Written By bombomtox on Sunday, February 10 | 5:30 PM

Doctors, in spite of their long years of training, don’t always stick to medicine. I’ve known a few myself who’ve been tempted away into office jobs or lucrative pharmaceuticals or even journalism. Dr Thomas Pettigrew went into show business.

He started off conventionally enough. The son of a Navy surgeon, he seemed set to follow Pa. He walked the wards, rose to be Professor of Anatomy at Charing Cross Hospital, and built up a rather ritzy patient list that included Queen Victoria’s uncle, the Duke of Sussex. Then things unravelled little. He left Charing Cross under some unidentified cloud, but he seems not to have minded. He was a man given to enthusiasms  -  in fact the only reason I ever stumbled upon him was his memoir of Horatio Nelson which encouraged a campaign for the belated recognition of Nelson's daughter and the award of a pension for her  - and in Victorian England there was an enthusiasm ripe for his energies: Egyptomania.

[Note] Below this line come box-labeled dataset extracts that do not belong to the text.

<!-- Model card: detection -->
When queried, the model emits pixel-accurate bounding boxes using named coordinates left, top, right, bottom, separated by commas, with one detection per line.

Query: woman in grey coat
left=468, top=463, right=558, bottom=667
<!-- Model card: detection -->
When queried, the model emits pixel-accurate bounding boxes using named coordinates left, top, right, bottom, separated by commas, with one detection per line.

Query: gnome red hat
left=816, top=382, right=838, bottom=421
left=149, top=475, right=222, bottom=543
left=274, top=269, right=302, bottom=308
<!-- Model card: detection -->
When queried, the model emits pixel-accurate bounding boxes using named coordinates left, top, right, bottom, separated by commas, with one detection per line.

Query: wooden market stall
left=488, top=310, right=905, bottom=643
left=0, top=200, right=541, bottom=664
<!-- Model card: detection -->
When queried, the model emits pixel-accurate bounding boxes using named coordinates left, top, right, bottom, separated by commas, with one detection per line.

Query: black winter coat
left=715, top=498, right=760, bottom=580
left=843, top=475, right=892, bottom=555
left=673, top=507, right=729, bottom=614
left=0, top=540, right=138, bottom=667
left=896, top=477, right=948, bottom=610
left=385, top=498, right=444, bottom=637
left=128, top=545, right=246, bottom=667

In the early 1800s one could buy mummies. Pettigrew paid £23 for his first one, bought at auction at Sotheby’s. Many people bought them just to own them. Dr Pettigrew at least brought something of his medical training to his examination of the embalmed bodies. He became recognised as an expert in embalming techniques and published a book on the subject, though these days there’s some dispute as to how much his public unrollings added to our knowledge. But above all he was a showman and his Unrollings became hot tickets in the 1830s and 40s. ‘Mummy’ Pettigrew, they called him.

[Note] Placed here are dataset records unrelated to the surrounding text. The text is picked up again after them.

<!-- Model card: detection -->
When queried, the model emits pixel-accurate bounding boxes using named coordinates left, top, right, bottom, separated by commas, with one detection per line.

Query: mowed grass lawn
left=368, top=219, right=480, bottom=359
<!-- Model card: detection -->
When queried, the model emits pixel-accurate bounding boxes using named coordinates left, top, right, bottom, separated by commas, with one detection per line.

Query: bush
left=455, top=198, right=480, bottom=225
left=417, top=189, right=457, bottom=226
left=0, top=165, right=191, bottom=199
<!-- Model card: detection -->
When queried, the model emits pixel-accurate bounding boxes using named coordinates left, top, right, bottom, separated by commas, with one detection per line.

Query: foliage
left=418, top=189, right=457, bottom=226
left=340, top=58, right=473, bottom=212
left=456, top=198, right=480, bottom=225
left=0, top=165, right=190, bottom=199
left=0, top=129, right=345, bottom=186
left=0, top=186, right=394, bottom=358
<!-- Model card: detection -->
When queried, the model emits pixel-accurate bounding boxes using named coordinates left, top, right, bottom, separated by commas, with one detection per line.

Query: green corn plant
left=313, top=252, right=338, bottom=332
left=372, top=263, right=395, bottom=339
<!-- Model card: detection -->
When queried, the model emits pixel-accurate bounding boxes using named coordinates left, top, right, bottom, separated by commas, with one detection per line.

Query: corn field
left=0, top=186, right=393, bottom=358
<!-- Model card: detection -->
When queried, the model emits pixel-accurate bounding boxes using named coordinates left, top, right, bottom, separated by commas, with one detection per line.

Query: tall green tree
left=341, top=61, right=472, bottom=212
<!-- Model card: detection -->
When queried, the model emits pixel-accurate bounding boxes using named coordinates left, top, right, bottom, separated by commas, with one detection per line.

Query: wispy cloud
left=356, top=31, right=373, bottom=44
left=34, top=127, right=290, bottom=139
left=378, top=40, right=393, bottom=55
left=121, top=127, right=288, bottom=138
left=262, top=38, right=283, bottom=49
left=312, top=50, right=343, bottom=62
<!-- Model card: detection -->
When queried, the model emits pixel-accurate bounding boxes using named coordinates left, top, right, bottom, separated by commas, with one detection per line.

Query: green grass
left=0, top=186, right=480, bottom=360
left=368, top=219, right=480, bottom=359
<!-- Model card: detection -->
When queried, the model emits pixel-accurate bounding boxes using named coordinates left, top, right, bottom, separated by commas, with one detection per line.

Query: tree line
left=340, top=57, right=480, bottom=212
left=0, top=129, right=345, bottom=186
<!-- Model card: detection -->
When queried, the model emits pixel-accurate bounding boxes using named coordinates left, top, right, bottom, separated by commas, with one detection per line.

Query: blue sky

He carried out his first public unrolling at Bullock’s museum in Piccadilly. Yards and yards of bandages, so they say. Sometimes he’d unroll a mummy at his house in Savile Row. What an understanding wife! During one domestic unrolling a maid is reported to have overhead him exclaim that he’d found some hieroglyphics which might reveal the identity of the body. She ran down to the kitchen and announced, ‘Doctor Pettigrew has his name. It’s Harry Griffiths.’

Sometimes he unrolled in a more learned setting. A ticket for one of his Unrollings at the Royal Institution could set you back a guinea. Often though he unrolled at private houses. It was all the rage, a bit like Tupperware parties in the 1960s. Then attitudes changed. People began to ask was it right to disturb the dead in such a circus setting, and was anything being learned from the exercise? Unrolling parties suddenly became very ‘last year.’ But Dr Pettigrew has one final claim to fame.

The 10th Duke of Hamilton, a man known in life mainly for the splendour of his wardrobe, was also keen on all things Egyptian. He ordered a mausoleum to be built in the grounds of Hamilton Palace and bought himself a Ptolemaic sarcophagus. Then, when he died, in 1852, Pettigrew hurried round to Portman Square as arranged and embalmed him. The body was then transported north to Lanarkshire in a regular coffin. At Hamilton it was transferred to the basalt sarcophagus. This had originally been the resting place of an Egyptian princess and so had to be chiselled out a little, to accommodate the duke’s more substantial body. There he rested for several years, but the estate fell into disrepair and the house and mausoleum were demolished in the 1920s. There's a sports' ground there now, The Duke and his sarcophagus ended up in a council cemetery. O tempora! O mores!

Horatia Nelson did get her pension however. But that’s another story.